Investors Should Let the Entrepreneurs Do Their Job, This VC Learnt the Hard Way

While speaking to Entrepreneur India, Motti Vaknin spoke about his India foray and how he looks at the change in the Indian entrepreneurial ecosystem from an outsider lens.
Investors Should Let the Entrepreneurs Do Their Job, This VC Learnt the Hard Way
Image credit: Entrepreneur India
Entrepreneur Staff
Former Associate Editor, Entrepreneur India
3 min read

You're reading Entrepreneur India, an international franchise of Entrepreneur Media.

Motti Vaknin, a partner at Cedar Fund, has been both an investor and a serial entrepreneur.

With deep knowledge of the US and Israeli enterprise software arena, Vaknin uses his expertise in the software area to focus on enterprise software, SaaS and Internet opportunities.

While speaking to Entrepreneur India, he spoke about his India foray and how he looks at the change in the Indian entrepreneurial ecosystem from an outsider lens.

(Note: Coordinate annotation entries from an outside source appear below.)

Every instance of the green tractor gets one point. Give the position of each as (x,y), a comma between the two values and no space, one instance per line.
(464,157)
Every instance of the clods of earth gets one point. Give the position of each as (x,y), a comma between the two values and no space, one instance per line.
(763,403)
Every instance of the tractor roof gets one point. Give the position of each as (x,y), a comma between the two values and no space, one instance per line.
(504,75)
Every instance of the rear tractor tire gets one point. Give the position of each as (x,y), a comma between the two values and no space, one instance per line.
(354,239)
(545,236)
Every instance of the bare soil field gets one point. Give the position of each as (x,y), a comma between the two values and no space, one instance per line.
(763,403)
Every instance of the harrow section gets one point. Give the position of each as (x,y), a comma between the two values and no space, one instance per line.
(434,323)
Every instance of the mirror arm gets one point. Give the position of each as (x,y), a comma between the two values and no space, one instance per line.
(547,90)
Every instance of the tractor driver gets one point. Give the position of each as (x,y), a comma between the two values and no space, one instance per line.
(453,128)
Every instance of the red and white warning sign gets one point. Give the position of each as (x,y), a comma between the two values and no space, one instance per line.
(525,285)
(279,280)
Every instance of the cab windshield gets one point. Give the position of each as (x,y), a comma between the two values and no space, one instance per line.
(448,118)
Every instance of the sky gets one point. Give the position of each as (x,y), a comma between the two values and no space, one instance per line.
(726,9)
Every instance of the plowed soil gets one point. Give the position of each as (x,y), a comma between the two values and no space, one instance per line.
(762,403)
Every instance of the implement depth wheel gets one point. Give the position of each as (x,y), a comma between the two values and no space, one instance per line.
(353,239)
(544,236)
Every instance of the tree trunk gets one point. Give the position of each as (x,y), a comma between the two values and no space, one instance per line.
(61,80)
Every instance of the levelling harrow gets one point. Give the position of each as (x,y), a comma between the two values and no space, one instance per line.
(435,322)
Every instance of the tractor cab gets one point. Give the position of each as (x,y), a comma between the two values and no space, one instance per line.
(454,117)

Q) You have seen the India of 1990s closely. What has changed?

A) There were some connections where I was involved with initiative around bringing distance learning and bringing internet to remote places in India, which was a beautiful initiative. India has changed dramatically since then.

We were there at a time when Bangalore just started. Today, Bangalore is an empire. I remember the days Bangalore had a few satellite connections to the Silicon Valley and was mainly providing outsourcing to the Silicon Valley. Bangalore is an origin of innovation to itself today.

Q) From being an entrepreneur to a VC, what are the perks of being an entrepreneur first and VC later?

A) I was a three times CEO; I sold to companies I loved entrepreneurship. I like the creativity and innovation and so on. When my partner convinced me to join their fund, they told me listen you like funding companies one after another in a serial manner why will you not fund 7 companies. I joined and then I realized it was a mistake. At the beginning I was not an investor. I was sitting in the meeting and hearing about technology and imagining what I could do to that technology and how should I use that technology. At the end of the day, the most important element in investment is the entrepreneur. The more I graduated through this process the more I understood the focus is not on me, it is on the founders and I need to lean back and see that whether they are listening.

Q) Do start-ups today face the problem of being overexposed to acute pressure and giving up to investors’ demand?

A) We have the saying in Israel – “If you want to build a company, you would have brought an American CEO.”

That’s a mistake. It is the entrepreneur you should invest in; the entrepreneur you should provide guidance to. You should provide them the help. My advice to them is talk to your investor. Whoever aligns with your vision is confident enough to allow you to make mistakes because we all make mistakes; even for investors, it is very easy to be back seat drivers and give advice. I think this mindset will change in India as well.